We stellen voor dat er kosteneffectieve oplossingen zijn met beleid dat regeringen zouden kunnen aannemen om de zorgen van Australische automobilisten weg te nemen en de verkoop van EV’s aan te moedigen.

Cruciaal is dat overheidsuitgaven gerechtvaardigd kunnen zijn en dat er besparingen zouden zijn op andere gebieden van de economie, zoals gezondheidskosten en vermindering van de invoer van brandstof.

Rol meer opladers uit

De belangrijkste actie die regeringen kunnen nemen, is het ondersteunen van en investeren in de uitrol van voldoende opladers om ervoor te zorgen dat er voldoende openbare opladers zijn naarmate het wagenpark van elektrische voertuigen groeit.

Zonder die steun, naast enige particuliere investering, zou een derde van de automobilisten hun auto op fossiele brandstof waarschijnlijk niet inruilen voor een elektrische auto.

In een dergelijk scenario zou Australië tegen 2050 geen netto-nuluitstoot kunnen bereiken voor het vervoer van personenauto’s.

De betaalbaarheid van voertuigen is de tweede manier om de verkoop van elektrische voertuigen aan te moedigen, zowel nieuw als gebruikt.

Een manier om automobilisten zo snel mogelijk aan te trekken, is het uitbreiden van de tweedehands EV-markt.

Het subsidiëren van de aankoop van nieuwe EV’s zou de pool van tweedehands elektrische voertuigen sneller kunnen vergroten, waardoor de beschikbaarheid van voertuigen toeneemt voor diegenen die elektrisch willen gaan, maar het zich niet kunnen veroorloven om nieuwe te kopen.

Hoewel het misschien oneerlijk lijkt dat overheden de verkoop van nieuwe EV’s zouden moeten ondersteunen, zou dit het aantal mensen dat de overstap zou kunnen maken vergroten terwijl de markt nog in de kinderschoenen staat.

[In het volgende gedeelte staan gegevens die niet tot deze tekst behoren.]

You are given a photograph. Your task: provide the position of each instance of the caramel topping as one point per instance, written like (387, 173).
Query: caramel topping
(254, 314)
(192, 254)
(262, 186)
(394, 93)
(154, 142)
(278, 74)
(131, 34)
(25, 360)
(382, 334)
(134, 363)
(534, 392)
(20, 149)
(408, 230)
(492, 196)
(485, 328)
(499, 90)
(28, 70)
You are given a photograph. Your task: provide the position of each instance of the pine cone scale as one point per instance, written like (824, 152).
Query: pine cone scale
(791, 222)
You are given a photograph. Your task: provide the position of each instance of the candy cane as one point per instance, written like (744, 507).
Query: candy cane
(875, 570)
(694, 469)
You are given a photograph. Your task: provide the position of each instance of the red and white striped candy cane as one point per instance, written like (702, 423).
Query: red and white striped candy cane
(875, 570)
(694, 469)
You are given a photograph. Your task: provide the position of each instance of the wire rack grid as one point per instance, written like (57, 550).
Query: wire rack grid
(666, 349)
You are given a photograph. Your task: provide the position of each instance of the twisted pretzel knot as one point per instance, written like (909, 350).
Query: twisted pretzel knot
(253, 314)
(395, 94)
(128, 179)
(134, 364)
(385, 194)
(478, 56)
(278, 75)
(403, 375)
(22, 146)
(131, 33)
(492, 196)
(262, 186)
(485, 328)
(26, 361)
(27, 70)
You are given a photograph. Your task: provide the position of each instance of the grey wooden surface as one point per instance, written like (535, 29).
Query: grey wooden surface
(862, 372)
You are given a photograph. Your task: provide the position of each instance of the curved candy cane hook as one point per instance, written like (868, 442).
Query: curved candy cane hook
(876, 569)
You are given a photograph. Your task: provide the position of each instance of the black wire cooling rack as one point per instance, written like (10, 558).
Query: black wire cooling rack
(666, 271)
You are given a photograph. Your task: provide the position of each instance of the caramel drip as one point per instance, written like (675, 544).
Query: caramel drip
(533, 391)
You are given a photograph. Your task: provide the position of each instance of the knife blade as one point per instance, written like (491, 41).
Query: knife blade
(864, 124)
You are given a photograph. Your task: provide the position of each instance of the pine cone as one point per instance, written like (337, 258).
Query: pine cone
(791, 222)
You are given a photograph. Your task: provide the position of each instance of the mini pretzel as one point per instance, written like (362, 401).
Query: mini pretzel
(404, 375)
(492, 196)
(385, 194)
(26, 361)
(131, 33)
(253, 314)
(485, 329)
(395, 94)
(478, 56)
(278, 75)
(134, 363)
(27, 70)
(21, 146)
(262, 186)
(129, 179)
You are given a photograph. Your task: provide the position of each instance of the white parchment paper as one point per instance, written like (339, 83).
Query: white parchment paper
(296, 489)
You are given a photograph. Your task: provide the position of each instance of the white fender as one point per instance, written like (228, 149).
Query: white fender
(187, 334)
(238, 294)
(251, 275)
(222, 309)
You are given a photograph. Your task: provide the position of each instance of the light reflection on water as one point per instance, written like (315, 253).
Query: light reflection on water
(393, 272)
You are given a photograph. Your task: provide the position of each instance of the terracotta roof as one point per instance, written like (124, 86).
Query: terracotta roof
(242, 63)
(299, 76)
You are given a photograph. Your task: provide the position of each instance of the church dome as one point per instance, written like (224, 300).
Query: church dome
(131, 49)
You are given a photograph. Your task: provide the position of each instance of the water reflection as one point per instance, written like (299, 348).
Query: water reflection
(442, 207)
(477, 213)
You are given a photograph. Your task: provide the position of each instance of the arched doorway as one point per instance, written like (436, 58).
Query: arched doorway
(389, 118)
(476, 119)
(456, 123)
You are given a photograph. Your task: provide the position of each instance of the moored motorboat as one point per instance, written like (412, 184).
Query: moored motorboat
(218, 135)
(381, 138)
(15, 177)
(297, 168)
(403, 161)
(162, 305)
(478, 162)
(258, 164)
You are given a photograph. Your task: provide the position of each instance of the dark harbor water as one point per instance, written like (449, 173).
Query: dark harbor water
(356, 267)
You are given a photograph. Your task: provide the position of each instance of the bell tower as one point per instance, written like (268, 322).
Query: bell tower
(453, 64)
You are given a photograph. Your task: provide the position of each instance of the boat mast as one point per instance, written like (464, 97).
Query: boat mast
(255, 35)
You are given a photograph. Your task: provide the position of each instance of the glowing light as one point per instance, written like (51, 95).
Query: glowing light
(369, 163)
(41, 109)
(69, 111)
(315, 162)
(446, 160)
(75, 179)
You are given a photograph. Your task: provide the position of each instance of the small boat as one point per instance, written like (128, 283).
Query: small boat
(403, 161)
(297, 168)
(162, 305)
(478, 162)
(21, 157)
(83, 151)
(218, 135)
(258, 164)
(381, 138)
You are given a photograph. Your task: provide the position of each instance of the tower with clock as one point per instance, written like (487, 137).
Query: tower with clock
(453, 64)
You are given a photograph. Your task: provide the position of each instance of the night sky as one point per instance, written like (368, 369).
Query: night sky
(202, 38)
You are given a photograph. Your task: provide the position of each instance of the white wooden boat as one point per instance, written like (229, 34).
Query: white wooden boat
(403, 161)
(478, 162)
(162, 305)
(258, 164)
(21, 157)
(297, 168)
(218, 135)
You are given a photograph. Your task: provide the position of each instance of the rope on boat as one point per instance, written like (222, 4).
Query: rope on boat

Toegang tot parkeerplaatsen met stroom

Een andere zorg is als je geen toegang hebt tot een privé parkeerplaats met een stopcontact.

Parkeren op straat betekent dat u thuis kunt opladen, waardoor opladen gemakkelijk en handig is.

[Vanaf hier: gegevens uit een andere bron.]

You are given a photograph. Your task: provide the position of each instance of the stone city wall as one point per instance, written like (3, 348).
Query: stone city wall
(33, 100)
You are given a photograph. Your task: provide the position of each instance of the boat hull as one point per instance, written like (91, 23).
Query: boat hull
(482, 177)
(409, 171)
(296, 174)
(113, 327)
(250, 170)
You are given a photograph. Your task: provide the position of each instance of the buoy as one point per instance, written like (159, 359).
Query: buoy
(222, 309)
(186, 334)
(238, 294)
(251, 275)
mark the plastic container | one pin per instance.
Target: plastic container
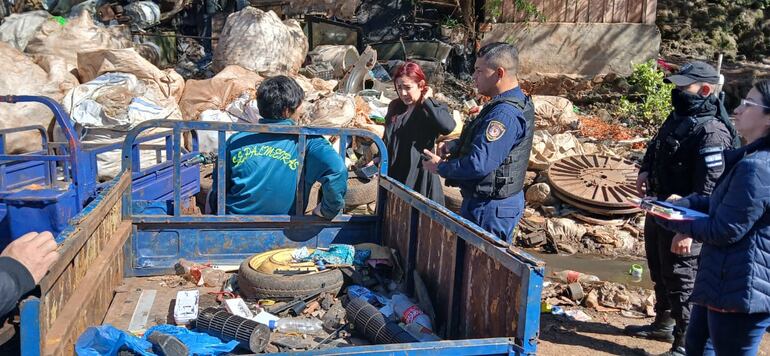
(570, 276)
(296, 325)
(409, 312)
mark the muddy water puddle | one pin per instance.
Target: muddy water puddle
(612, 270)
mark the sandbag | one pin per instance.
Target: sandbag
(143, 14)
(260, 42)
(78, 35)
(93, 63)
(218, 92)
(22, 76)
(547, 148)
(315, 88)
(553, 113)
(241, 110)
(337, 110)
(106, 108)
(18, 29)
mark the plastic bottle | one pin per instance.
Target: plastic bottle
(421, 333)
(570, 276)
(410, 312)
(296, 325)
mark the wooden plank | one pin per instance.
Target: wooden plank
(396, 225)
(553, 10)
(635, 11)
(84, 227)
(90, 301)
(508, 11)
(435, 264)
(619, 11)
(581, 11)
(596, 10)
(571, 9)
(650, 8)
(499, 289)
(59, 290)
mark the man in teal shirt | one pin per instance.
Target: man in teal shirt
(262, 168)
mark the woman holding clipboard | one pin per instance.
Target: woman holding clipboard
(731, 297)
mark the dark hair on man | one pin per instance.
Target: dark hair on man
(763, 87)
(276, 94)
(501, 54)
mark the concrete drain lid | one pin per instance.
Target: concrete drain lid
(595, 183)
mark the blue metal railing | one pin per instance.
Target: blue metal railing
(178, 127)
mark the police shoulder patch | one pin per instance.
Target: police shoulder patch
(495, 130)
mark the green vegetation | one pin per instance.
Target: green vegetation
(494, 9)
(649, 99)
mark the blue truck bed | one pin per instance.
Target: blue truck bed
(486, 294)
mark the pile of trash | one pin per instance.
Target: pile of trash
(373, 309)
(570, 289)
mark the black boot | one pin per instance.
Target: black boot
(167, 345)
(662, 328)
(677, 348)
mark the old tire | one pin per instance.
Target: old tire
(360, 192)
(254, 284)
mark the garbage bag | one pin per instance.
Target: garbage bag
(78, 35)
(22, 76)
(197, 343)
(93, 63)
(553, 113)
(218, 92)
(107, 340)
(106, 108)
(547, 148)
(337, 110)
(18, 29)
(338, 254)
(143, 14)
(260, 42)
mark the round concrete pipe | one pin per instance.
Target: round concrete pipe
(340, 57)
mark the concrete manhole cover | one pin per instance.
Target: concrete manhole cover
(596, 183)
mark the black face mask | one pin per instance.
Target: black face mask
(687, 104)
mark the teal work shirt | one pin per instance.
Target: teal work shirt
(262, 169)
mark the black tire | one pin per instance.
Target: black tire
(453, 200)
(360, 192)
(258, 285)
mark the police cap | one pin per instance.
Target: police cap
(694, 72)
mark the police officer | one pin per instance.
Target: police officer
(685, 157)
(262, 168)
(489, 160)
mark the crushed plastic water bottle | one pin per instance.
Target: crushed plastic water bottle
(296, 325)
(409, 312)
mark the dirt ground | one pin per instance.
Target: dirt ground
(603, 335)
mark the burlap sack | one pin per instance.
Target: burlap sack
(78, 35)
(21, 76)
(94, 63)
(218, 92)
(260, 42)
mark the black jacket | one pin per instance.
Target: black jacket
(406, 139)
(681, 161)
(15, 281)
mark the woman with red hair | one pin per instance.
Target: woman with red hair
(414, 122)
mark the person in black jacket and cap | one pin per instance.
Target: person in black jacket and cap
(23, 264)
(683, 158)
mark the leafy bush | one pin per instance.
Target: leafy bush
(649, 99)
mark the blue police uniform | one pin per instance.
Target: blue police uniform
(495, 136)
(262, 173)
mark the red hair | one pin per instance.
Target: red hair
(412, 71)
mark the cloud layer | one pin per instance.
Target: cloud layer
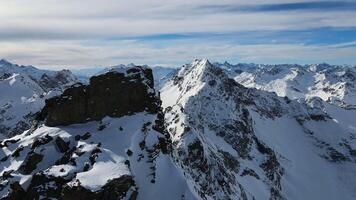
(56, 33)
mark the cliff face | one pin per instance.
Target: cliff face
(114, 94)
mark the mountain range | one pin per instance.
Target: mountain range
(203, 131)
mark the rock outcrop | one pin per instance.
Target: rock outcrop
(114, 94)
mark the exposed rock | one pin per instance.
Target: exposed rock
(113, 94)
(61, 144)
(30, 163)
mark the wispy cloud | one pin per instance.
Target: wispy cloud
(90, 32)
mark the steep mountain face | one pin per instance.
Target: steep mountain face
(124, 154)
(24, 90)
(233, 142)
(332, 83)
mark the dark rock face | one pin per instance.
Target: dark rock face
(113, 94)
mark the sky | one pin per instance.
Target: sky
(76, 34)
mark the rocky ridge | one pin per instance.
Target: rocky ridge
(25, 89)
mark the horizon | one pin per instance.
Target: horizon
(57, 34)
(171, 67)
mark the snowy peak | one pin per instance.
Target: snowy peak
(227, 138)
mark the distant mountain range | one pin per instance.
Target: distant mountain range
(202, 131)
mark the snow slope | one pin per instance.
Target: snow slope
(154, 173)
(234, 142)
(23, 92)
(332, 83)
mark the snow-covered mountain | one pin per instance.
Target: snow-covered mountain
(203, 136)
(23, 92)
(332, 83)
(125, 154)
(233, 142)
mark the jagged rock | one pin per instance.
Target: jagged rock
(113, 94)
(61, 144)
(30, 163)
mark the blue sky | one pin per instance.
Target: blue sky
(86, 33)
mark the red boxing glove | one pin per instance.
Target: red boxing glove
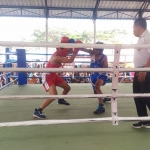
(64, 39)
(78, 41)
(76, 50)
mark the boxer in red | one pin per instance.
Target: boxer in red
(52, 79)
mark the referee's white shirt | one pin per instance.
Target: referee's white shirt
(141, 56)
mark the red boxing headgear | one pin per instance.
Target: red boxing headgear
(65, 39)
(63, 52)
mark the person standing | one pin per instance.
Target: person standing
(141, 82)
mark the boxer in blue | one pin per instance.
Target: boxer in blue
(98, 60)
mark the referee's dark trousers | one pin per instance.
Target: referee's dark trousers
(142, 87)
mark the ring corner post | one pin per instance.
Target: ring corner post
(21, 63)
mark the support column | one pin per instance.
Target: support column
(94, 22)
(114, 111)
(21, 63)
(46, 38)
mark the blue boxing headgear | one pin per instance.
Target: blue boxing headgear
(100, 49)
(71, 41)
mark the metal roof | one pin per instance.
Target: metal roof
(78, 9)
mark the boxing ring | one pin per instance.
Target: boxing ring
(114, 95)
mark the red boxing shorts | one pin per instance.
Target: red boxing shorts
(49, 79)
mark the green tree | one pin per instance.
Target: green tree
(54, 35)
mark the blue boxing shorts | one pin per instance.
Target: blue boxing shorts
(95, 76)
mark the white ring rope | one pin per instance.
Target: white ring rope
(71, 69)
(22, 97)
(67, 45)
(87, 120)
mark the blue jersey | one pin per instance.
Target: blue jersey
(96, 75)
(97, 63)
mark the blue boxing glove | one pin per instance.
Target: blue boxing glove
(71, 41)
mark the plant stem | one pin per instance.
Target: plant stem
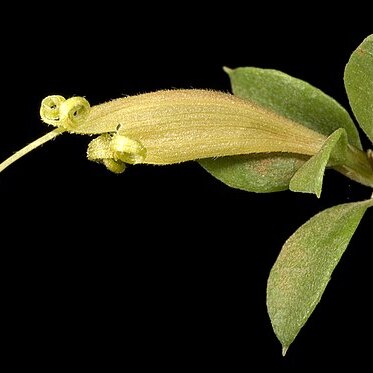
(40, 141)
(357, 166)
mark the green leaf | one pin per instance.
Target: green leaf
(261, 173)
(309, 177)
(358, 78)
(294, 99)
(304, 267)
(290, 97)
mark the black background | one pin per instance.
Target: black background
(161, 267)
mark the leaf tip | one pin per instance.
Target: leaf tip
(227, 70)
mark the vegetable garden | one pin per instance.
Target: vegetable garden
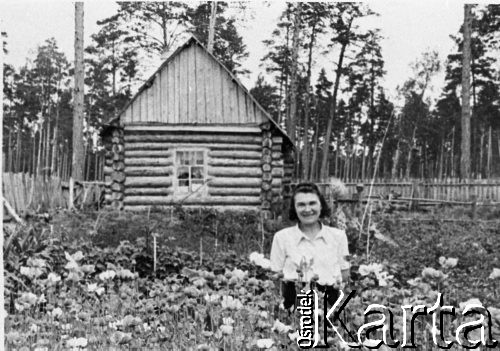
(86, 281)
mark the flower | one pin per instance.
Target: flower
(239, 274)
(131, 321)
(365, 270)
(120, 338)
(472, 301)
(199, 283)
(231, 303)
(125, 274)
(31, 272)
(56, 312)
(431, 273)
(77, 256)
(88, 268)
(228, 321)
(72, 266)
(36, 262)
(264, 343)
(107, 275)
(211, 298)
(281, 327)
(53, 279)
(448, 262)
(495, 274)
(258, 259)
(75, 343)
(226, 329)
(28, 298)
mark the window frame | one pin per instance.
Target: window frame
(177, 164)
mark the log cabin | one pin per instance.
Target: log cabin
(194, 136)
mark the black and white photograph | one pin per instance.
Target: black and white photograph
(250, 175)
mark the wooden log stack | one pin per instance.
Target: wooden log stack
(115, 170)
(242, 168)
(266, 193)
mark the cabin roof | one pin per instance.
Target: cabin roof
(194, 41)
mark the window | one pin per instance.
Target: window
(190, 170)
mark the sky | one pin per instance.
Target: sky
(409, 28)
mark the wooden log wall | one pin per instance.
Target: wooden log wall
(237, 167)
(114, 170)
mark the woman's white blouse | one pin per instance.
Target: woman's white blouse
(325, 255)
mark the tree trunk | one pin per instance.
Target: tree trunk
(489, 157)
(480, 170)
(39, 157)
(9, 160)
(441, 158)
(78, 161)
(452, 156)
(324, 161)
(55, 147)
(305, 152)
(292, 121)
(466, 110)
(314, 157)
(19, 148)
(211, 27)
(395, 162)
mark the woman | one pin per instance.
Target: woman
(310, 250)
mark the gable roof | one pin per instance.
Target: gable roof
(194, 41)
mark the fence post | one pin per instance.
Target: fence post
(414, 195)
(474, 207)
(356, 204)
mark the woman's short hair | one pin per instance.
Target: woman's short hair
(308, 188)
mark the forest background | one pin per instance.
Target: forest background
(322, 77)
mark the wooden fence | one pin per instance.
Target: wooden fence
(23, 191)
(482, 190)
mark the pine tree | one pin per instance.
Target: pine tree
(78, 162)
(229, 47)
(346, 33)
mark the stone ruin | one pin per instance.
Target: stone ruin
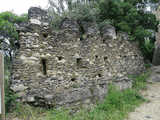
(68, 67)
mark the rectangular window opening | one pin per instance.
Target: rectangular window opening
(44, 66)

Ongeveer driekwart van de Australische automobilisten heeft aangegeven dit te kunnen doen.

Maar stel dat je geen toegang hebt tot een handige bron van elektriciteit.

Dan heb je waarschijnlijk liever een oplaadpunt in de buurt, zodat je kunt opladen wanneer je iets anders doet, bijvoorbeeld wanneer je auto ’s nachts geparkeerd staat.

Dit kunnen mensen zijn die in flatgebouwen wonen zonder stopcontacten in de parkeergarages of die in buitenwijken wonen die zijn gebouwd vóór de komst van auto’s.

De meeste Australische automobilisten rijden meestal minder dan 100 km per dag, en voor personenauto’s is het gemiddelde minder dan 35 kilometer per dag.

De andere veel voorkomende mythe gaat over het omgaan met langere ritten dan de accu van de auto kan bieden, ongeacht het bereik van het voertuig.

Voor deze ritten zijn regelmatig snelladers nodig op grote snelwegen en in plattelandssteden, zodat de accu van uw auto snel kan worden opgeladen tijdens een korte rustpauze.

Overheidssteun voor infrastructuur zou in de loop van de tijd kunnen afnemen naarmate particuliere investeringen winstgevender worden.

Toch zou het essentieel zijn ervoor te zorgen dat afgelegen gebieden en andere onrendabele locaties worden voorzien.

Ook zou het nodig zijn om extra opladers te installeren wanneer elektrische voertuigen gemeengoed worden.

Anders zou op populaire locaties wachtrijangst de afstandsangst kunnen vervangen, zoals nu begint te gebeuren in Noorwegen, ’s werelds grootste EV-land.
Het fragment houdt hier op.